There seem to be two "thought camps" with regard to how to extend relational query languages in order to better deal with graph processing so that one does not have to write as much procedural "pointer hopping" and looping app code when dealing with graphs, DAG's, and trees.
One approach is to add recursion to the query language, and a second is to add "traversal" operation(s) that are declarative in nature. The recursive approach may be more flexible, but turns the query writer into a functional programmer. Although FP proponents will be happy with this, some argue it takes away from the declarative nature of query languages.
Traveral Operation Proposal
Here is a rough draft of a generic "traversal" operation. (Roughly based on RelationalAndTrees.) Basically we are assuming a many-to-many table with a matching "from" key set and a "to" key set. I use the word "set" because the keys may be compound keys. Some many-to-many tables don't fit this structure, but most can be converted/projected to this structure via various relational operators (UNION, JOIN, Etc.) via nested or referenced queries.
Inputs
- Table - real or virtual (calculated)
- Starting Record (it's primary key)
- "From" and "To" key column(s) used.
- Max-Depth - Maximum traversal depth. Zero or omitted for no limit.
- Ordering (optional) - Used to determine which path to take if multiple branches per node (does this ordering violate relational?) The to-key is always used to settle ties even if ordering is given.
- Distinct-Flag - To indicate if we only want distinct matches. Minimum depth (shortest path) and Ordering (above) are used if depth info is returned (see below).
Outputs
- The Row(s) found during traversal
- The depth, that is distance from starting node. This is optional and can be a generated column or a reserved function DEPTH().

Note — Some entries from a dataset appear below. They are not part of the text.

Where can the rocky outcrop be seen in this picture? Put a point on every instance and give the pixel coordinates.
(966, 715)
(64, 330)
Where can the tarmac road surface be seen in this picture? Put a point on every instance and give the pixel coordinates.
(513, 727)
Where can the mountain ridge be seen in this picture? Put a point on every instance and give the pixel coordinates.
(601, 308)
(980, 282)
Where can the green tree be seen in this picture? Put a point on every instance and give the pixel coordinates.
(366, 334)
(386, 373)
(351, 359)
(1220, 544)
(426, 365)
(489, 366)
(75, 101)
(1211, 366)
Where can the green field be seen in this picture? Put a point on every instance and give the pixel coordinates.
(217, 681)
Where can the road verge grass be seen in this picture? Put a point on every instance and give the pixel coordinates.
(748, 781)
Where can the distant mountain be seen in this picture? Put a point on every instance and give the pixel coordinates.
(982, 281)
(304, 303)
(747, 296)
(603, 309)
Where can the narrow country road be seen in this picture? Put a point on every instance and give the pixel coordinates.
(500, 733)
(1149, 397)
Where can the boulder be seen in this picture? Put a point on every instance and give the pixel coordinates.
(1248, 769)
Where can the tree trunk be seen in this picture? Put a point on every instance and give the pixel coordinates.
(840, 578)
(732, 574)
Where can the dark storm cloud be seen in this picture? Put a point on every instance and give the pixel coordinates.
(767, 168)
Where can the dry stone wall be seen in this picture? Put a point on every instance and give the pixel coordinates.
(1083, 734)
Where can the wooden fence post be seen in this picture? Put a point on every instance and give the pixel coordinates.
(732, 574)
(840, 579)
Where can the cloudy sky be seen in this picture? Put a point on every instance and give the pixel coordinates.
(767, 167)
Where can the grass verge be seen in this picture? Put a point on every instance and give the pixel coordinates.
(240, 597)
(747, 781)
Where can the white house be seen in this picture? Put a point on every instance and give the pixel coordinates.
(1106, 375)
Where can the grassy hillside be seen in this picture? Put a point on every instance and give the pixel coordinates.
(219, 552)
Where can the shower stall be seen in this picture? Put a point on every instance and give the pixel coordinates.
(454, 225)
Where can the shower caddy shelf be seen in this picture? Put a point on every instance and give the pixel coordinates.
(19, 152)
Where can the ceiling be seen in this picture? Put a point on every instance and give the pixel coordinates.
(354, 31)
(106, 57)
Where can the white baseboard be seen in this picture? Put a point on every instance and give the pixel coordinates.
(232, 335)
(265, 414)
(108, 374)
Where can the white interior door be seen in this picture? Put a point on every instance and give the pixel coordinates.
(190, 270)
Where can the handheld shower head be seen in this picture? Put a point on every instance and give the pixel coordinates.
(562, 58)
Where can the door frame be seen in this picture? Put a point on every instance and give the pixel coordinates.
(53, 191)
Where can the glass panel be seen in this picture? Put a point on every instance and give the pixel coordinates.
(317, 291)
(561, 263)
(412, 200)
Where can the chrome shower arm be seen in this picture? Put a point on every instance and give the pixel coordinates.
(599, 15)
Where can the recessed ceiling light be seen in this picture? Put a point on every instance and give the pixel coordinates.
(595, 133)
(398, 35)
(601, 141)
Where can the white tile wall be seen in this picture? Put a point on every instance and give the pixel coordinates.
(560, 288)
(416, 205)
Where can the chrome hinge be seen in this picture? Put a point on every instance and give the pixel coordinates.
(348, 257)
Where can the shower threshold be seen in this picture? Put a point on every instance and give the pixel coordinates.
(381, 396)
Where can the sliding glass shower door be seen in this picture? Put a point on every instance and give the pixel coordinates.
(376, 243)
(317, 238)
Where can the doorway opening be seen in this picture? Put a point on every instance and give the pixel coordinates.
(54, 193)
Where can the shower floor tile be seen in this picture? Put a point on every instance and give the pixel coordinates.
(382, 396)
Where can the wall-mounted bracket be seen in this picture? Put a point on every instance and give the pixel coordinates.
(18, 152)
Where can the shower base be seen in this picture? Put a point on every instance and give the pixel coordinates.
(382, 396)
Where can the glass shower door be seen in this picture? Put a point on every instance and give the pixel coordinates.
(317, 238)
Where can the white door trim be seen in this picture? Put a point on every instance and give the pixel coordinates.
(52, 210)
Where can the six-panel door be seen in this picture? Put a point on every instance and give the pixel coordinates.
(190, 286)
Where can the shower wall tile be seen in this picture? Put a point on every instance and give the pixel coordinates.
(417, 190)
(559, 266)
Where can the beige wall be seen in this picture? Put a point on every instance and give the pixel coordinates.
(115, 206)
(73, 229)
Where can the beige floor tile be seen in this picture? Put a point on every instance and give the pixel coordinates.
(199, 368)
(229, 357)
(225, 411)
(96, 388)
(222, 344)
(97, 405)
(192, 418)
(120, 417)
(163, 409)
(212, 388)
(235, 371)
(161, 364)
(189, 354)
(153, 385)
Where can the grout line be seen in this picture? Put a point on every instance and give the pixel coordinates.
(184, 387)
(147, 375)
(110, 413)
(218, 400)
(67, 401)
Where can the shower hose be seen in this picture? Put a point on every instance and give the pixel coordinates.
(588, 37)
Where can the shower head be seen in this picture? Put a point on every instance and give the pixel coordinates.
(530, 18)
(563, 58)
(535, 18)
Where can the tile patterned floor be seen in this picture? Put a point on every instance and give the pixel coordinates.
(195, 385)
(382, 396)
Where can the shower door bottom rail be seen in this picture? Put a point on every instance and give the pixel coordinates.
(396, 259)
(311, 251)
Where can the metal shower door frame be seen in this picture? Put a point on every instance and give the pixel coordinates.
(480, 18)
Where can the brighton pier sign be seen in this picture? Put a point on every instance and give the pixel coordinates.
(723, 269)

- Parent (optional row or function) - Indicates shortest-path "parent" node (parent's "from-key").
- Sequence (optional row or function) - Indicates the traversal sequence. Because of the key rule above, there is always an ordering.
Issues
- If the supplied keys are not really unique, it could create problems for those items dependant on ordering. Perhaps it should generate an error. Needs pondering.
Note that any non-traversal-related filtering (WHERE clause) would be done before this operation, although for convenience we may want to include it. But for simplicity it will not be considered here.
Hypothetical SQL Example:
Table: roomstouch
---------
buildingID
roomID // unique only within a given building
buildingLink
roomLink
otherStuff
SELECT *, depth() AS depth, parent() AS parent
TRAVERSE FROM roomstouch
FROMKEY buildingID, roomID
TOKEY buildingLink, roomLink
START AT 23, 7
MAXDEPTH 5
Other possible optional features:
- Time limits. Often it is practical to limit the time of processing. Example cases may be missile guidance (land analysis) and a time-based games like chess. This mirrors the general human pattern of producing better answers if given more time.
- In practice, time limits and timer-signals are useful for a number of things. However, I'm not certain I'd limit it to QueryTraversalVersusRecursion. In RT decision making on data of any sort, you'll often need to limit the time spent collecting data.
- Agreed. It is similar to the need for a "Top N records" feature, found in most dialects.
Perhaps a better title would be "DeclarativeTraversalVersusRecursion?".